Censured doctor now identified
A former Ka¯piti doctor found to have conducted unjustified clinical breast examinations has lost the fight to keep his name secret.
Doctor Ran Ben-Dom, still practising in the region, was found guilty of professional misconduct by the Health Practitioners Disciplinary Tribunal (HPDT) in November last year, but can only be named now due to an appeal.
The ruling related to complaints from 2011 to 2017 regarding multiple women who said he suggested and did breast examinations though they were there for unrelated health queries. He also failed to record several examinations, asked a woman if she knew she was very attractive and commented “for your age, they’re [breasts] quite full” or words to that effect.
At the time eight women spoke of the behaviour, which continued despite the doctor telling supervisors he would “utterly avoid” raising the topic of breast-cancer prevention.
He had appealed the decision and penalties, and kept working in the lower North Island with his name secret. Penalties include a fine of $5000, the need for a chaperone if breasts are examined, at his cost, and $160,000 in costs.
Judge Robert Dobson upheld the tribunal’s decision and dismissed the doctor’s name-suppression appeal. Lawyer Donald Stevens sought permanent suppression because one of the man’s relatives was in medicine and lifting it would affect the person’s reputation. But the judge dismissed this.

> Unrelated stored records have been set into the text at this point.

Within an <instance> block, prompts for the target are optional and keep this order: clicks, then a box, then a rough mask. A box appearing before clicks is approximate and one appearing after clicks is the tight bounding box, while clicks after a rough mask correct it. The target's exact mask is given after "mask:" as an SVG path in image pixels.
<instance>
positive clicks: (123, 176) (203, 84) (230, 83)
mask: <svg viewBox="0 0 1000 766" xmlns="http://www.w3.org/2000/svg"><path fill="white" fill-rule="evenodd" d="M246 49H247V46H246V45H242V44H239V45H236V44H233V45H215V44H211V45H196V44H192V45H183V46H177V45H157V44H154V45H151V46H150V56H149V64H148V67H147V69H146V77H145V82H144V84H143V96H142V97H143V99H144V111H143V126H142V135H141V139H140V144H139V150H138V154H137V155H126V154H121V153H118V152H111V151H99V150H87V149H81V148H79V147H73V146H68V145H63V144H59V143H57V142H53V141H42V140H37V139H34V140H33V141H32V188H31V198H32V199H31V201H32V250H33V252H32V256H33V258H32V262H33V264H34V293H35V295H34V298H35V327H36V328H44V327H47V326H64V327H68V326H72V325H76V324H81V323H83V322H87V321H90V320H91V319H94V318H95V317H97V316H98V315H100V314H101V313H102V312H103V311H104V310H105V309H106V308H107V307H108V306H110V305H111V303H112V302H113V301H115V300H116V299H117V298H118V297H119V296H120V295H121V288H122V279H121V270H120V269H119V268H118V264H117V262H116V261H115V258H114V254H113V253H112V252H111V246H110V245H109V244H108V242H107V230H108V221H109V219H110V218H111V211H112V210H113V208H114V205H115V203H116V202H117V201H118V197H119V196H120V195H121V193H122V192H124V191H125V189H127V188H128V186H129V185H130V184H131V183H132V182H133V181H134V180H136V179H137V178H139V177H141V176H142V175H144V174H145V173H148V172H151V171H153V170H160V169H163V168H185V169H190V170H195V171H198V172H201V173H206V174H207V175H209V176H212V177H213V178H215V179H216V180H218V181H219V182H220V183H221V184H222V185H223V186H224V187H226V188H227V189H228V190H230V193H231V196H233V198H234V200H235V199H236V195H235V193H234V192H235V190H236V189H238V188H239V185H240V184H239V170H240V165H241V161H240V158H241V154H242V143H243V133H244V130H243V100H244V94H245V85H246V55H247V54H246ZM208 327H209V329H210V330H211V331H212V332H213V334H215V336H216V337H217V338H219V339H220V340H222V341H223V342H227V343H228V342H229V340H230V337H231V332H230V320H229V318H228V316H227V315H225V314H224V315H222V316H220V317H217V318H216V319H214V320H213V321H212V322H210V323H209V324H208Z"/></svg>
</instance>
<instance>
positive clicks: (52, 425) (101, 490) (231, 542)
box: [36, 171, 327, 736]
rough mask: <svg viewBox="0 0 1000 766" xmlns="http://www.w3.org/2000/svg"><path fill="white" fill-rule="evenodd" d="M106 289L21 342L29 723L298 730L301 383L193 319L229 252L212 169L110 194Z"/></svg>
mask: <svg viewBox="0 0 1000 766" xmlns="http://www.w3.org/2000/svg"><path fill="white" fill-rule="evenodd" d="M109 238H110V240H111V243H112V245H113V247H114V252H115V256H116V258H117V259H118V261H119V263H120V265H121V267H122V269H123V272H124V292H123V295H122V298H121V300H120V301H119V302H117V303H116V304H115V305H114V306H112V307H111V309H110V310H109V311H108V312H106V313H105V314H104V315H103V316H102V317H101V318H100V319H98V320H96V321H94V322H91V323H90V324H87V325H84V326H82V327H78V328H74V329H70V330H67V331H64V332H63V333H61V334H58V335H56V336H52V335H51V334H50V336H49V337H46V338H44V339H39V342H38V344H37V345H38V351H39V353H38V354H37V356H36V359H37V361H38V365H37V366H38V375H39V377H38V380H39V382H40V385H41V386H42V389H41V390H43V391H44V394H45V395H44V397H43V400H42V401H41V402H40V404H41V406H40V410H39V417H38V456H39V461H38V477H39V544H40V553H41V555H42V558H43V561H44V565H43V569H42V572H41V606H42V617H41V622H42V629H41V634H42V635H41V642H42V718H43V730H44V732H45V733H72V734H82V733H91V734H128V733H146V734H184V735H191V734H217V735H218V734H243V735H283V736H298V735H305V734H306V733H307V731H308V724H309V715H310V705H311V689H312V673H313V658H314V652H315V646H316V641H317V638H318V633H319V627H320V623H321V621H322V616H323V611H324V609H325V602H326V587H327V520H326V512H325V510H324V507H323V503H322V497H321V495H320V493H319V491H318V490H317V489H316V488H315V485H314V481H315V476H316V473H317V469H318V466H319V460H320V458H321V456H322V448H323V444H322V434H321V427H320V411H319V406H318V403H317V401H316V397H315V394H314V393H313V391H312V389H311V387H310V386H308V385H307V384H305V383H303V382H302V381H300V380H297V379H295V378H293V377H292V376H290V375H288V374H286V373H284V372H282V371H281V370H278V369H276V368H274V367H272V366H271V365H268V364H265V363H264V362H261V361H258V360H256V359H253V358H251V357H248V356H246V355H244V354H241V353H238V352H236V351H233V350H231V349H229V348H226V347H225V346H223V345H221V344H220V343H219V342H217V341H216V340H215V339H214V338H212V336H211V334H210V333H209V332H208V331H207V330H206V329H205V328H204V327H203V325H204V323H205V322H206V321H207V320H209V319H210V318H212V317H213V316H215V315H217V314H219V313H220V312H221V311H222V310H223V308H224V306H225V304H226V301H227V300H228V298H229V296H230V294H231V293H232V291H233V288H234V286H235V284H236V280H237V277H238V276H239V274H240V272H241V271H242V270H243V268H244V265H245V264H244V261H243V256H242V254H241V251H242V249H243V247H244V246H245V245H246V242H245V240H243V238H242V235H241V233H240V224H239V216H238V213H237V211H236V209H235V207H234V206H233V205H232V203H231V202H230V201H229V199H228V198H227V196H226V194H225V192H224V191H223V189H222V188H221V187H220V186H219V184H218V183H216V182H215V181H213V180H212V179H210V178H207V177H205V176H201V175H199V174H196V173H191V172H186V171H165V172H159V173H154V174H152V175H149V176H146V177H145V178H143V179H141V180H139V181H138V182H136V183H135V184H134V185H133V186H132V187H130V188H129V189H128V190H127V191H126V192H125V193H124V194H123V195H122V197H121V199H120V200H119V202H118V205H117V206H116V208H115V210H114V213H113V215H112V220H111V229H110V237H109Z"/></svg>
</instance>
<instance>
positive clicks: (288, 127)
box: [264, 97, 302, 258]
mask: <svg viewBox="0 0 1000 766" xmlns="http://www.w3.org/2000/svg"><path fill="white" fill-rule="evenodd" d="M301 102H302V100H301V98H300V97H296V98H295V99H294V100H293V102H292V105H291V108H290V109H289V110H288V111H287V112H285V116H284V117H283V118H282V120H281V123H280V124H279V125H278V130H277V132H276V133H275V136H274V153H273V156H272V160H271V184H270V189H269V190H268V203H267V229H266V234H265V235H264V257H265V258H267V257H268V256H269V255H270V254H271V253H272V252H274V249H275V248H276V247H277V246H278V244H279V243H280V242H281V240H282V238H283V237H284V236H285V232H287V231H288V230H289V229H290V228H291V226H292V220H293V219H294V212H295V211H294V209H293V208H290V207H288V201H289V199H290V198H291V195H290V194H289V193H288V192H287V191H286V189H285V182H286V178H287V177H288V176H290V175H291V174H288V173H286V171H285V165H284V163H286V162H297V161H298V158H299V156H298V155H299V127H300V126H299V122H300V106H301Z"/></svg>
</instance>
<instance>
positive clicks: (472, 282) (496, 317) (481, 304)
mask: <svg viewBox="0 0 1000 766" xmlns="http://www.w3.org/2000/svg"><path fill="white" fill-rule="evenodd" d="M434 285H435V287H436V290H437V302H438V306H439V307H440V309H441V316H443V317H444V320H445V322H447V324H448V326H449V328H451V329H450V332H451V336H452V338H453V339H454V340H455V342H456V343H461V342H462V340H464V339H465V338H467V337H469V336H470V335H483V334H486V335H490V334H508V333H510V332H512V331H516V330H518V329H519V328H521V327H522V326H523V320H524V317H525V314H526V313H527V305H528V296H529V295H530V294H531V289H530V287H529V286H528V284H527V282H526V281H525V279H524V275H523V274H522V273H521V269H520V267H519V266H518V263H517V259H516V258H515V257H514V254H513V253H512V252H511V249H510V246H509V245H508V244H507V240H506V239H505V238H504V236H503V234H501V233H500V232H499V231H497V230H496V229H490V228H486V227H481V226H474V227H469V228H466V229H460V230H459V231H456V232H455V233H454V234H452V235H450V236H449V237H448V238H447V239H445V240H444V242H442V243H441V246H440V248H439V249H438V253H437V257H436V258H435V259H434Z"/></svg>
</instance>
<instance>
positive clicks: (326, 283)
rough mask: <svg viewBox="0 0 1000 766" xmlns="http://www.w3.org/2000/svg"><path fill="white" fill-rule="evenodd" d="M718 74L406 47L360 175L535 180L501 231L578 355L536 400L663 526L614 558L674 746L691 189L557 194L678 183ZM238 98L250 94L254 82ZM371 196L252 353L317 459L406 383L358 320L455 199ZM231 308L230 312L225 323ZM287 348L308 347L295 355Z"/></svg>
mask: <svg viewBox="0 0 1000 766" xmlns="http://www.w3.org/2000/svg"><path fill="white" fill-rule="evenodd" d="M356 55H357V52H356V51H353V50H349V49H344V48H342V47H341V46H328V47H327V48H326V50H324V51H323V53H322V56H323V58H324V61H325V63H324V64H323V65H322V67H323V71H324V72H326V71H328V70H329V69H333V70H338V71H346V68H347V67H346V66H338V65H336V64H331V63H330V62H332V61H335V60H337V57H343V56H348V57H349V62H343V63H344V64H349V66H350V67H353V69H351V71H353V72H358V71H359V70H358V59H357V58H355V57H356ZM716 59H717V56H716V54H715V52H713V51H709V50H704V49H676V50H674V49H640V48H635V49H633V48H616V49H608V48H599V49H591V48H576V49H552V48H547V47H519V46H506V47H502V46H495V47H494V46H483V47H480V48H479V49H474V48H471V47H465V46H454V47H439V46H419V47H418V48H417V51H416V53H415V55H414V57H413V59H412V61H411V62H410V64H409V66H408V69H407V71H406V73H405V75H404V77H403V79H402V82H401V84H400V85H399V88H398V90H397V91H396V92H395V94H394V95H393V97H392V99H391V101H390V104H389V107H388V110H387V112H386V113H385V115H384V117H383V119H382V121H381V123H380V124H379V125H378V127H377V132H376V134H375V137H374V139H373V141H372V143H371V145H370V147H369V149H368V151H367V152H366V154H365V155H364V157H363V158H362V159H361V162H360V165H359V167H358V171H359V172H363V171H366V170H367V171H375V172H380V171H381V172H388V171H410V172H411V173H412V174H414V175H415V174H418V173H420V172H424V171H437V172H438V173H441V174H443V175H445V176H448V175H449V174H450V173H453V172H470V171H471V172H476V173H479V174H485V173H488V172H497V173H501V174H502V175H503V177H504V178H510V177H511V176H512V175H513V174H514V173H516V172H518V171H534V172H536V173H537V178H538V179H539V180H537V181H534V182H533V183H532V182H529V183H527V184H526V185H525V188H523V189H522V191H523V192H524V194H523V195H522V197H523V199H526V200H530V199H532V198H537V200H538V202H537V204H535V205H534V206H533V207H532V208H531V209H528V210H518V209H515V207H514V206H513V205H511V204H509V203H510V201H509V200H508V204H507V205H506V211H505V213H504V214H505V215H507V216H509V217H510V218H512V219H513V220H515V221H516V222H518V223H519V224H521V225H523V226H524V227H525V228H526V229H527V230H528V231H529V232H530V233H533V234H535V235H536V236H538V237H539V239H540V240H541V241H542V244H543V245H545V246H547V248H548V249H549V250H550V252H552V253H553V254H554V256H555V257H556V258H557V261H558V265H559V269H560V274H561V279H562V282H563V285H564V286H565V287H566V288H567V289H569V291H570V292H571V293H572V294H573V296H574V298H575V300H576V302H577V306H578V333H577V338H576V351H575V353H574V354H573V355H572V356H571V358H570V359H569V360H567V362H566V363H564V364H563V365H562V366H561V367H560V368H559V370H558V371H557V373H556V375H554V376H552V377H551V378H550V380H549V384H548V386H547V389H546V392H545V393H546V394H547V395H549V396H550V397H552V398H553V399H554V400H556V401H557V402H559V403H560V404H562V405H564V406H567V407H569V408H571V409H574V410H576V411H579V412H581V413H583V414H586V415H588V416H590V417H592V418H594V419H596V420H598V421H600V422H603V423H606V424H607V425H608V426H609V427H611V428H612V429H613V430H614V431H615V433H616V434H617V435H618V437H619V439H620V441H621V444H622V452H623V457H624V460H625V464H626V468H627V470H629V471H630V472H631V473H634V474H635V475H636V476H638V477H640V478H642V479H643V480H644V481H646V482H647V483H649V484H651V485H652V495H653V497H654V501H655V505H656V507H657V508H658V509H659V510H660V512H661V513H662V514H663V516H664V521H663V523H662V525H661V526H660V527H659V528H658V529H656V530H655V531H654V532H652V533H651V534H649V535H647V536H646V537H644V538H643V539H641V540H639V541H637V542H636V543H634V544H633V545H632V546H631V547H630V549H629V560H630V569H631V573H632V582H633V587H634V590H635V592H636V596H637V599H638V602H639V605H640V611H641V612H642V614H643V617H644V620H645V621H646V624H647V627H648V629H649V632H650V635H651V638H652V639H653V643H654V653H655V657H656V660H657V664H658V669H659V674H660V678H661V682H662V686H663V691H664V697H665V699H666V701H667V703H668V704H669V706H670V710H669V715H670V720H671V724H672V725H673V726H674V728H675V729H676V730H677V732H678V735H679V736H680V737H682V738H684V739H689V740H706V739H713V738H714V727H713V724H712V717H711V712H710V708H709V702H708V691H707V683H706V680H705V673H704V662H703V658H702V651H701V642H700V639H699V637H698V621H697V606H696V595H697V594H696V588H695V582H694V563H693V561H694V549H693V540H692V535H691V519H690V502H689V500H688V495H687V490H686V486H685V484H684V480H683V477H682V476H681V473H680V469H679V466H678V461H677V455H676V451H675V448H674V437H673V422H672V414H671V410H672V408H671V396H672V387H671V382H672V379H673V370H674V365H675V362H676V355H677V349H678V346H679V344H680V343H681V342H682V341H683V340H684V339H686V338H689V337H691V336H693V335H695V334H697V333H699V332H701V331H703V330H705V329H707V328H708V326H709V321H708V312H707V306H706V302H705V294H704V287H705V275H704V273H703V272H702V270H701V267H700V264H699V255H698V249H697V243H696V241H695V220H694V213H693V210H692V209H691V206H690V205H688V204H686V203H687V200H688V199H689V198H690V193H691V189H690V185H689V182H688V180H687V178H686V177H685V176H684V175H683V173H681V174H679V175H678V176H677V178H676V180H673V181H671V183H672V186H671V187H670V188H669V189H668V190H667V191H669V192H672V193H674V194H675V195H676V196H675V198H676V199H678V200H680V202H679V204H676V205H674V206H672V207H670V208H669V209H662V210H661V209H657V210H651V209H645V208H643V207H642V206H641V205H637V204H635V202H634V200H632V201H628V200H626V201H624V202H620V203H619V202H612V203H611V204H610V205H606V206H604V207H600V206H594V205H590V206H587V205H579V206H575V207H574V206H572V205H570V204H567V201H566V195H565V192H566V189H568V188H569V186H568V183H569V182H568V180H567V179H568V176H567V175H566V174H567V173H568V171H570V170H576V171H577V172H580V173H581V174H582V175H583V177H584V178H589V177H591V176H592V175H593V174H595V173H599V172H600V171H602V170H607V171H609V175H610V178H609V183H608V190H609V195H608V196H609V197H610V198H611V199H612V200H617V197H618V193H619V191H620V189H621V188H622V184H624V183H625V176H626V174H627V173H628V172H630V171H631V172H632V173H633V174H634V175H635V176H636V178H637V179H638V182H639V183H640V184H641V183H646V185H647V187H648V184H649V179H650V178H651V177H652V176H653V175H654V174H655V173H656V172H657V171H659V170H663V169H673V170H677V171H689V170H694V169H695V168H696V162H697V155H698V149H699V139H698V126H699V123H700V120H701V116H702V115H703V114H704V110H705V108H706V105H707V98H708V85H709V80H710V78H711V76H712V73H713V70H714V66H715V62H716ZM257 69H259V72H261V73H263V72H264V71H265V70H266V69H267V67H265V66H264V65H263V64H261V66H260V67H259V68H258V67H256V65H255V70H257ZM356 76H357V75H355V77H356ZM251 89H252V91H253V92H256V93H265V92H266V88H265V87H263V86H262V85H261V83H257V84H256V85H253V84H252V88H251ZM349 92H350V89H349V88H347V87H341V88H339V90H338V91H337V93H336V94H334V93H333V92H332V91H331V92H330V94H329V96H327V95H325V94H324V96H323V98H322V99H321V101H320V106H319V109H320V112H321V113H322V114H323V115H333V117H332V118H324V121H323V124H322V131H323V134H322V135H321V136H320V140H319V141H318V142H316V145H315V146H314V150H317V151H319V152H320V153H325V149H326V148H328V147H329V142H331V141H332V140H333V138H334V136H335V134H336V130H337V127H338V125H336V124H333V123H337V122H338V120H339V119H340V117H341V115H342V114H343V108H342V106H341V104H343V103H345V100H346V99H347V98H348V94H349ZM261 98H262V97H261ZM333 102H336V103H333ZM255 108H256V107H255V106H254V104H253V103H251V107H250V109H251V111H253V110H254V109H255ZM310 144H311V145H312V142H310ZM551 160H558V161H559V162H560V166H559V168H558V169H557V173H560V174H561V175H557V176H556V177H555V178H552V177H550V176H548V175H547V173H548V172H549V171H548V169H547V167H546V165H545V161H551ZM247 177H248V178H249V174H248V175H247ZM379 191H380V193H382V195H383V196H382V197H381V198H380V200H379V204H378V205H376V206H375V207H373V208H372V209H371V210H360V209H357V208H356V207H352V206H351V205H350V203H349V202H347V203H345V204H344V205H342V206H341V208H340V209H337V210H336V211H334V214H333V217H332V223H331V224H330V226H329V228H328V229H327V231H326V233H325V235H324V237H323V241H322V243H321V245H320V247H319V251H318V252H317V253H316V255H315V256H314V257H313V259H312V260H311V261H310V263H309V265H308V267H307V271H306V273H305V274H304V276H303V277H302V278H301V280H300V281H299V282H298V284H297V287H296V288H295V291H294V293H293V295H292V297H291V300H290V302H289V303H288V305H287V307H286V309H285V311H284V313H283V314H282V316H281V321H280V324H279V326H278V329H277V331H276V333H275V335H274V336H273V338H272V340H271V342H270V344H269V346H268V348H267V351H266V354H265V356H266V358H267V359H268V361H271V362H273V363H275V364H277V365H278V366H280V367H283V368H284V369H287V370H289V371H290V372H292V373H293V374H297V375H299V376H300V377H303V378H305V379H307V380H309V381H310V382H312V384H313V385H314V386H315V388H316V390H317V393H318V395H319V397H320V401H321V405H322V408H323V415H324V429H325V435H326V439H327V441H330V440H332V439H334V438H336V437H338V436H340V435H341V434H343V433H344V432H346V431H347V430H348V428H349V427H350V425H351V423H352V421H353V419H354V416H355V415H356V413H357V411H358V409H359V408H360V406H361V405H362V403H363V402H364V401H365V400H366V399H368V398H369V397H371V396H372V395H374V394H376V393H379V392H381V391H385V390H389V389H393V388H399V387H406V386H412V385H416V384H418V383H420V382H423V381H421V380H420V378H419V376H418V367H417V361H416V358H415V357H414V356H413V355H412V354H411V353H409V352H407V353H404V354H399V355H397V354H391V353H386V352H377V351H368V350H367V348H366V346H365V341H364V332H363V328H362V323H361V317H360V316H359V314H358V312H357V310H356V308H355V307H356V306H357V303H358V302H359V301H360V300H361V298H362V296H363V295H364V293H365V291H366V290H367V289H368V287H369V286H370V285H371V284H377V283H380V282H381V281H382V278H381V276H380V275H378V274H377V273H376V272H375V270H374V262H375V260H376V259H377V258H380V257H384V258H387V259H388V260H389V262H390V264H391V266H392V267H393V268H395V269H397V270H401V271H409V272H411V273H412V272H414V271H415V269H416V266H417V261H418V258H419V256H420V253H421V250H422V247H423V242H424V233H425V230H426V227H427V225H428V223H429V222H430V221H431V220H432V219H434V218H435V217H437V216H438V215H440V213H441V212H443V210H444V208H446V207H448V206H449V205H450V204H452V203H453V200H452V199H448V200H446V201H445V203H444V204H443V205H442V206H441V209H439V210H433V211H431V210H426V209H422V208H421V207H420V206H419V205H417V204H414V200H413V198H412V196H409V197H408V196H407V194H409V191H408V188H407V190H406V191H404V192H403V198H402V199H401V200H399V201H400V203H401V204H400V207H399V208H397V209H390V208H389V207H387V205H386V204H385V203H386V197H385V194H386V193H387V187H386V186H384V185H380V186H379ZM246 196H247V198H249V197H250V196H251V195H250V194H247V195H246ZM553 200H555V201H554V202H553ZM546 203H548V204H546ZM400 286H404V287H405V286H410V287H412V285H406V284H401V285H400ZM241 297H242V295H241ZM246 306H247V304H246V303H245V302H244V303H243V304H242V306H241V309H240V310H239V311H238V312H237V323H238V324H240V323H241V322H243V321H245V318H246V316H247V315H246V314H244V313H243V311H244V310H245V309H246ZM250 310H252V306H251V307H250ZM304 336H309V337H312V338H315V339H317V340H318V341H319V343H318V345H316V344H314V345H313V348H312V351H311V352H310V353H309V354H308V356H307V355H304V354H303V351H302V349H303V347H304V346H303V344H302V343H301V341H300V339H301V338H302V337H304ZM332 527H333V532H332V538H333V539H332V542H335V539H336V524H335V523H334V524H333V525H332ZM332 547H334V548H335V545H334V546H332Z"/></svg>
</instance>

All but two small details in the appeal were dismissed — Judge Dobson said these could not impact the “correctness” of the remainder of the tribunal’s findings and penalties. He said the tribunal erred in requiring the man to have a chaperone, with the cost on Ben-Dom.
“[The appellant] is to have a female chaperone present when seeing female patients for any breast examination and that chaperone must be a registered health professional, the cost of such service being a matter between the appellant and his then employer, but in no circumstances being a charge on MCNZ.”
The conditions imposed will remain in place until April 2023.
The judge also reversed the finding that the doctor should be sanctioned for failing to appreciate the premises were empty and dark at the end of a consultation.
Ben-Dom, from Israel, came to New Zealand in 2009.